= Hans Stoll =

German-American economist and markets researcher (1939–2020)

Hans Reiner Stoll (December 11, 1939, in Regensburg, Germany - March 20, 2020, in Nashville, TN) was the Anne Marie and Thomas B. Walker, Jr. Professor of Finance and Director of the Financial Markets Research Center at Vanderbilt University's Owen Graduate School of Management.

Stoll is credited with the first description in the "modern" literature of the put–call parity option pricing relationship ("The Relationship between Put and Call Option Prices").

He was also an important academic contributor to the study of market microstructure.
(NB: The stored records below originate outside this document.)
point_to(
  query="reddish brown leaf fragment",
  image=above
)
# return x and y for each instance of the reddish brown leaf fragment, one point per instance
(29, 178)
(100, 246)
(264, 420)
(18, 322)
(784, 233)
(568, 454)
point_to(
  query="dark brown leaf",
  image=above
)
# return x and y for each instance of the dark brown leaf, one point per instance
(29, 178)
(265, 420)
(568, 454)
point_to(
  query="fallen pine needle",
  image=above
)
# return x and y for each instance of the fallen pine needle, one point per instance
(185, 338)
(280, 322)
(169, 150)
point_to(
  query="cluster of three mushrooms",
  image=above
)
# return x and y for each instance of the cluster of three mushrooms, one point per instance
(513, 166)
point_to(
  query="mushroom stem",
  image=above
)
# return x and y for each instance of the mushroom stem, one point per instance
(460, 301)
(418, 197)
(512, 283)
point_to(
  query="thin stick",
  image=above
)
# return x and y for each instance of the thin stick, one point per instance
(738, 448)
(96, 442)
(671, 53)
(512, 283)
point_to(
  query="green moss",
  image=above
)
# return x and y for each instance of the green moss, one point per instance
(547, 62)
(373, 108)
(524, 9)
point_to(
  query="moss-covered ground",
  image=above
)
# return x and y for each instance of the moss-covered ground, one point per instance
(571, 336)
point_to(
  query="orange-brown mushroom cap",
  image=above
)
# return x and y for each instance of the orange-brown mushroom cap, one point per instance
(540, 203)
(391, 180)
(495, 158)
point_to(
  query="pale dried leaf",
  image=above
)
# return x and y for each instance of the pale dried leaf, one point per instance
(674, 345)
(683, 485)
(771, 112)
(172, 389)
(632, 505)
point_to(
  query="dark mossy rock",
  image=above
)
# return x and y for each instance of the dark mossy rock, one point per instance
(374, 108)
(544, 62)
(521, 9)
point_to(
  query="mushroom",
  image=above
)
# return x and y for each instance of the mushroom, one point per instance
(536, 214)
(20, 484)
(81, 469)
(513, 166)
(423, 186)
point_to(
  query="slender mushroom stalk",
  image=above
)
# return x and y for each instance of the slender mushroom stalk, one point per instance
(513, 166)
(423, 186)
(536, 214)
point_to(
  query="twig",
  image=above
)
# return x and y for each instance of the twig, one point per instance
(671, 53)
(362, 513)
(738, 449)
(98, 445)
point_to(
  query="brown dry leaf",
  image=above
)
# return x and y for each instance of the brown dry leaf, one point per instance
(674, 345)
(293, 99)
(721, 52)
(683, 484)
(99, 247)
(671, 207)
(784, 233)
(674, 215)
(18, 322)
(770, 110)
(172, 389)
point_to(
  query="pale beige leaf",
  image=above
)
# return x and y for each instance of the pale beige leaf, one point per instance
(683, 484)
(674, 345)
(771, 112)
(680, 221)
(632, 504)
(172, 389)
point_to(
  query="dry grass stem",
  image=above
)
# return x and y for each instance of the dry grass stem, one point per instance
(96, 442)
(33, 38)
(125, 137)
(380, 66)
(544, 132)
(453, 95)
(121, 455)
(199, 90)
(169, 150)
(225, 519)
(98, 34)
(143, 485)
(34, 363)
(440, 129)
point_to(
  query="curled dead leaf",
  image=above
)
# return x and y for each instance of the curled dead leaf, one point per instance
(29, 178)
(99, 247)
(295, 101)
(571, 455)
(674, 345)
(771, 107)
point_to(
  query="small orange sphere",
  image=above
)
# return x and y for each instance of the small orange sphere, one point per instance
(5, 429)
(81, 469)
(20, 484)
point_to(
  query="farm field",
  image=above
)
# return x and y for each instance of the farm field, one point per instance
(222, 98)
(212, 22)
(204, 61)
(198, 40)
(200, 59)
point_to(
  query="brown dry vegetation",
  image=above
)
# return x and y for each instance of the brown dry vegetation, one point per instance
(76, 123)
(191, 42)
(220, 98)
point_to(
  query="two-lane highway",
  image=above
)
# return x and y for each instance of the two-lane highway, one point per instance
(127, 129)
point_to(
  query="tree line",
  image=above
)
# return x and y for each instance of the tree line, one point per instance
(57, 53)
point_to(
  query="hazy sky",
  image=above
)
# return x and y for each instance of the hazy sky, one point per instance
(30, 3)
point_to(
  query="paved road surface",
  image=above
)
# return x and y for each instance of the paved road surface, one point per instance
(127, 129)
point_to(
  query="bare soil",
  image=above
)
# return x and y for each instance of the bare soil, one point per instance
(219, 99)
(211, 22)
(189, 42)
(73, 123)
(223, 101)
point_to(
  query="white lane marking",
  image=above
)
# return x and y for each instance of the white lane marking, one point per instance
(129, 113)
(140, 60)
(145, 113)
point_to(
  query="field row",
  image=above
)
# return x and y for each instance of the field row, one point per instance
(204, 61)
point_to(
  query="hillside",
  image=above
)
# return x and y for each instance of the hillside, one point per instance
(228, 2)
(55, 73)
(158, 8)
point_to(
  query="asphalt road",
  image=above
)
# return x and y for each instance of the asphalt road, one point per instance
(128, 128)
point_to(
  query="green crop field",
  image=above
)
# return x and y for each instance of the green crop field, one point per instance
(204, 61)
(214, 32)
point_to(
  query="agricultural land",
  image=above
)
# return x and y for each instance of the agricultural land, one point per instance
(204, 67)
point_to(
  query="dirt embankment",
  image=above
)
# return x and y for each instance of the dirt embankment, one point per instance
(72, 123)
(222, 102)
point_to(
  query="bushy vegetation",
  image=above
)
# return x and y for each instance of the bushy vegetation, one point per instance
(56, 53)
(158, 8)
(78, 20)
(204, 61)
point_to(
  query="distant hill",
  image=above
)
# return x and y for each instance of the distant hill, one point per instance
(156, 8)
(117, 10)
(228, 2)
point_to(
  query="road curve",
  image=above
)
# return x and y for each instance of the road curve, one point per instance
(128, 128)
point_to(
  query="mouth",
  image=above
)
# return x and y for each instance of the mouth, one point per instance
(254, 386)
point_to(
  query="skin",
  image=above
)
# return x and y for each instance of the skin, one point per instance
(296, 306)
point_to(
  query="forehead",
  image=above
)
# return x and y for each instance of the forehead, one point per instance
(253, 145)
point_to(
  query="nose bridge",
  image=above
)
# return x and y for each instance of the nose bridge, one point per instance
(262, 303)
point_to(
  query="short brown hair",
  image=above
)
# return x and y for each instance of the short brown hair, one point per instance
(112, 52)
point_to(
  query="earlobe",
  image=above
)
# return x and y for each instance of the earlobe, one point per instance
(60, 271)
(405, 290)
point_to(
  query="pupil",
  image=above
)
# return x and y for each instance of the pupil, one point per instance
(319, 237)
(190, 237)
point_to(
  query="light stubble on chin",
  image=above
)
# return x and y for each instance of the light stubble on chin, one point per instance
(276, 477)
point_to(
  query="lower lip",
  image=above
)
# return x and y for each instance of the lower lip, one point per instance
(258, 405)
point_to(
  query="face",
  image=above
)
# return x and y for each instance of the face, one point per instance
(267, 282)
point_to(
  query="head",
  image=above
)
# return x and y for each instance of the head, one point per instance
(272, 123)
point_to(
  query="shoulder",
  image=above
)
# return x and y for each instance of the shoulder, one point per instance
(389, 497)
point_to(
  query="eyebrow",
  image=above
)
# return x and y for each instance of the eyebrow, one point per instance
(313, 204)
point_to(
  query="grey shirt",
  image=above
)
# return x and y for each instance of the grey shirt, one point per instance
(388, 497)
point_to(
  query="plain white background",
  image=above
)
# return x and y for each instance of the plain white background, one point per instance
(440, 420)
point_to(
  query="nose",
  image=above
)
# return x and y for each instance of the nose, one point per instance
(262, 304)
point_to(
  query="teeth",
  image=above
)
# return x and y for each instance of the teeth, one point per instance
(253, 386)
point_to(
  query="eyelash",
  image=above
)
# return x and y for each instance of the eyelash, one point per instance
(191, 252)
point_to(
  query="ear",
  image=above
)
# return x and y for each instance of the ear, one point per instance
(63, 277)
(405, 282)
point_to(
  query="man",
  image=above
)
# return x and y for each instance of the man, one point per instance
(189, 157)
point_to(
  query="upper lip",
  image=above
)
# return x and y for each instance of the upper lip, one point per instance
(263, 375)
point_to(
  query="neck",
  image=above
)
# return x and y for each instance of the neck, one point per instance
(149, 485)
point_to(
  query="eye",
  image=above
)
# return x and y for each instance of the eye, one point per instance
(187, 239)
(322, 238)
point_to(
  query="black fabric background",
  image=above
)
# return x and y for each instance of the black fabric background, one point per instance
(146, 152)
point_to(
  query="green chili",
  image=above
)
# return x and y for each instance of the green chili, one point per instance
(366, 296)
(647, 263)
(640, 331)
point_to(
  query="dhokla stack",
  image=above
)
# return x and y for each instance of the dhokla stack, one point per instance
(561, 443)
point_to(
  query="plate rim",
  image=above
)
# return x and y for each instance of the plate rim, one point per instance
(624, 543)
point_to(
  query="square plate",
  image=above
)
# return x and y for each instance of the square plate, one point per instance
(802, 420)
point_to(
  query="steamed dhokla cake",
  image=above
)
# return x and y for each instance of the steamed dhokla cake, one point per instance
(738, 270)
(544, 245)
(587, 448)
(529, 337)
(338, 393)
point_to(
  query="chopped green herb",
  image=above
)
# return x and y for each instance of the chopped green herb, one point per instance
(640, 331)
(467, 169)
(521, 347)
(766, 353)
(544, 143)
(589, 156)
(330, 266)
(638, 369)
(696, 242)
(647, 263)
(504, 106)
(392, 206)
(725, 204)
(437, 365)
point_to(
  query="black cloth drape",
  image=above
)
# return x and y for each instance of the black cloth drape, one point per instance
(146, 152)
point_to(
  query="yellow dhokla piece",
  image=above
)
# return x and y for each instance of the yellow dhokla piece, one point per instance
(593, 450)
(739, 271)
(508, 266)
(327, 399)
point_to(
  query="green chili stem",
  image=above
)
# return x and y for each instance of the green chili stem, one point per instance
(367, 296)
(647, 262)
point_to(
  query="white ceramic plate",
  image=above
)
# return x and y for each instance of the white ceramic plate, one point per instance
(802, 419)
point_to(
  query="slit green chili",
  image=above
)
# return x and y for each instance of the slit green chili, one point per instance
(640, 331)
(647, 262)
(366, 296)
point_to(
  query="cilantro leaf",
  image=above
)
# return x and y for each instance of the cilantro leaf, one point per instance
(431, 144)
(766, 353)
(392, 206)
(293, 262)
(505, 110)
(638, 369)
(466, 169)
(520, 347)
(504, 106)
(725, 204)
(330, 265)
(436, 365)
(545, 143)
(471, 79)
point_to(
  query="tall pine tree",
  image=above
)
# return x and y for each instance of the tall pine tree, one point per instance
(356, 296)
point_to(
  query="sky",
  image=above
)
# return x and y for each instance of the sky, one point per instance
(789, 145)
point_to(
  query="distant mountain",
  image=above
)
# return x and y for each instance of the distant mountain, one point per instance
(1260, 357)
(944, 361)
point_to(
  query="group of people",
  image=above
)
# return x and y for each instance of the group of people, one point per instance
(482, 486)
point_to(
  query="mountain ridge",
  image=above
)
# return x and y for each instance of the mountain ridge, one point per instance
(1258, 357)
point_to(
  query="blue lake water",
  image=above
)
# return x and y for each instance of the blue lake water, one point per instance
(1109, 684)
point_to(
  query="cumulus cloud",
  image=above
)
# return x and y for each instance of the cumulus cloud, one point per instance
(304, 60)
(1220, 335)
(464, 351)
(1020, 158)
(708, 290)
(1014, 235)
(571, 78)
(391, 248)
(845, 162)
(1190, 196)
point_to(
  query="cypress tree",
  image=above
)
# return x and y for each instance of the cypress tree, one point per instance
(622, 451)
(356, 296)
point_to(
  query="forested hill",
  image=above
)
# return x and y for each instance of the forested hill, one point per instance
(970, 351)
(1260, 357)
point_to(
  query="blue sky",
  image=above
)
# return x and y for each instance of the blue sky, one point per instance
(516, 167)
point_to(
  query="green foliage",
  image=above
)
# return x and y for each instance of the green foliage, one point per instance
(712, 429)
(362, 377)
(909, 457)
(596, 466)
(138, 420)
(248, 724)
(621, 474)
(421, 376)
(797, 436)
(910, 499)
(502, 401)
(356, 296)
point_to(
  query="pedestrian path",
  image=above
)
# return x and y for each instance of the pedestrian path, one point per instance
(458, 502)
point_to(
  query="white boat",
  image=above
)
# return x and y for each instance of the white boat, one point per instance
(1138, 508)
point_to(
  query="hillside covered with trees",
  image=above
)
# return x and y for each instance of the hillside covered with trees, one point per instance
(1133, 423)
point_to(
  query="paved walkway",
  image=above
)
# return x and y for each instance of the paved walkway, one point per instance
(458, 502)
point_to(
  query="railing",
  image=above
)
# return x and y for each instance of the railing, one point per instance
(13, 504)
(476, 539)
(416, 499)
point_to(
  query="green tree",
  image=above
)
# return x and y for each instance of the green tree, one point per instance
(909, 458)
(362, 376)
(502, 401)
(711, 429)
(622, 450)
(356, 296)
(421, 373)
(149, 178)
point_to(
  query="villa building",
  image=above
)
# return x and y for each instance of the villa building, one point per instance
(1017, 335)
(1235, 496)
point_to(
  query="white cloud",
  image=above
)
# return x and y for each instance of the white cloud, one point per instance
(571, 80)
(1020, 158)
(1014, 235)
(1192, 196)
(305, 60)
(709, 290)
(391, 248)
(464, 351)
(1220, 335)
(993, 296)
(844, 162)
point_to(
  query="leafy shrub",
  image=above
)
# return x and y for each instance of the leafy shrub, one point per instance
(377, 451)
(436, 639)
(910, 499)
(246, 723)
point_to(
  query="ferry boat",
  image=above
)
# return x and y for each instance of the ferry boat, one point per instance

He has published several books and more than 60 articles, and is, or has been, associate editor of several finance journals.

He came to Vanderbilt in 1980 from the Wharton School of the University of Pennsylvania where he had been a faculty member since 1966, and has held various other faculty positions as visiting professor or scholar. He served on various government and industry advisory panels. He has been a director of the Financial Management Association and the Institute for the Study of Security Markets, and was president of the American Finance Association. Stoll was a visiting professor at the Board of Governors of the Federal Reserve System in 1968–69.

He received his A.B. in economics (1961) from Swarthmore College, and his MBA (1963) and Ph.D. (1966) from the University of Chicago. In 2007, he received an honorary doctorate from Goethe University, Germany.